# Best documentary movie for mentalmax ever



## freeone12 (Feb 17, 2020)

Over 4hours what it takes to become SEAL, you gonna feel extreme pain and cold watching this

Pain Is Temporary, Pride Is Forever



Recommended by Goggins


----------



## kozhirastaman (Feb 18, 2020)

If Goggins recommended it, I'm watching it for sure man.


----------



## Lifemax (Feb 18, 2020)

kozhirastaman said:


> If Goggins recommended it, I'm watching it for sure man.


Who's Goggins?


----------



## Brandon10 (Feb 18, 2020)

freeone12 said:


> Pain Is Temporary, Pride Is Forever








Armycels are the biggest retards I've ever met. JFL at putting your life on the line for Burgerland faggots. Also nice work killing millions of innocents in the Middle East.


----------



## kozhirastaman (Feb 18, 2020)

Lifemax said:


> Who's Goggins?


He's a former Navy SEAL who was 300lbs but then he became ripped. His motivation is good stuff.


----------



## DarknLost (Feb 18, 2020)

too old,brings me nostalgia


----------



## Chadelite (Feb 18, 2020)

DarknLost said:


> too old,brings me nostalgia


me too

i hate seeing stuff from like 3 or 4 years ago

even worse the older it is

i want to go back in time and change my life 

but i can't and no one can


----------



## anti caking agents (Feb 18, 2020)

LOOK AT THE MIDDLE GUY ON HIS LEFT FUARK WHAT A MOGGER.


----------



## BackFromTheMogging (Feb 18, 2020)

Brandon10 said:


> Armycels are the biggest retards I've ever met. JFL at putting your life on the line for Burgerland faggots. Also nice work killing millions of innocents in the Middle East.


Amen


----------



## Doomerteen (Feb 21, 2020)

Brandon10 said:


> Armycels are the biggest retards I've ever met. JFL at putting your life on the line for Burgerland faggots. Also nice work killing millions of innocents in the Middle East.

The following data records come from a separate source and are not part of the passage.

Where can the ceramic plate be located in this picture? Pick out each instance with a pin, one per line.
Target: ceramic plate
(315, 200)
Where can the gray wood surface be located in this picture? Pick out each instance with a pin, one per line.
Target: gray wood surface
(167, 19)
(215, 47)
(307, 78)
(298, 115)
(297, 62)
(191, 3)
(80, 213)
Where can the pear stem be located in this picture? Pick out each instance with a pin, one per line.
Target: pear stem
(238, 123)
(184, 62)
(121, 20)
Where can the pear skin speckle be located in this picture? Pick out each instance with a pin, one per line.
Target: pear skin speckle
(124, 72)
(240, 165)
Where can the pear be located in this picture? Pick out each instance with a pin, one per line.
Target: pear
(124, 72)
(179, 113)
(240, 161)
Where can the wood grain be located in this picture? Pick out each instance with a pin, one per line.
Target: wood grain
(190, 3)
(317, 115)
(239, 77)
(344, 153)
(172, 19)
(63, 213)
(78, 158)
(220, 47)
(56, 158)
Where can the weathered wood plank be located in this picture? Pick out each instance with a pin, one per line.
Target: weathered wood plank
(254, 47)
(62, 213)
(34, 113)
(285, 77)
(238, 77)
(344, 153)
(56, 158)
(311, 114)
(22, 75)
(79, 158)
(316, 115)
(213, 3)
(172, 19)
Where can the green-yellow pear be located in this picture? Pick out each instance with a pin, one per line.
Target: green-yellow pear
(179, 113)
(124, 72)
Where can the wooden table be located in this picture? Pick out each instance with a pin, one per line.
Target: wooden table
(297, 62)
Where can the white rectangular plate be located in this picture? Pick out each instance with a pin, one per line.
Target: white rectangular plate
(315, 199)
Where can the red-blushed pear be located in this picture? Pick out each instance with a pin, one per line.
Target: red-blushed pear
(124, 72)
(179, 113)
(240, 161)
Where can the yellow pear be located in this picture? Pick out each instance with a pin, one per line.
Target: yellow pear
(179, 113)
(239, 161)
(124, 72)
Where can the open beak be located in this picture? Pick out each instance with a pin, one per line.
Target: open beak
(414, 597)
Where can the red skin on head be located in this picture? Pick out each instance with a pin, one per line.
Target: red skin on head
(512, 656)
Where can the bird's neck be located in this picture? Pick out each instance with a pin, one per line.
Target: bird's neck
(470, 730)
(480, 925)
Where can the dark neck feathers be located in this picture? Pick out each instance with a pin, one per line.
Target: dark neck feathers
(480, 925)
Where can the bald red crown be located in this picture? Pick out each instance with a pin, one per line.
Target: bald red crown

At least you're killing middle Easterners, if that's the only thing you do, it seems like a good cause.


----------



## Deleted member 3593 (Feb 21, 2020)

Brandon10 said:


> Armycels are the biggest retards I've ever met. JFL at putting your life on the line for Burgerland faggots. Also nice work killing millions of innocents in the Middle East.


----------



## BigBoy (Feb 21, 2020)

Chadelite said:


> me too
> 
> i hate seeing stuff from like 3 or 4 years ago
> 
> ...


You can change your life, starting now.

Unless you are balding, then it is over.


----------



## Pietrosiek (Feb 21, 2020)

I watched that


----------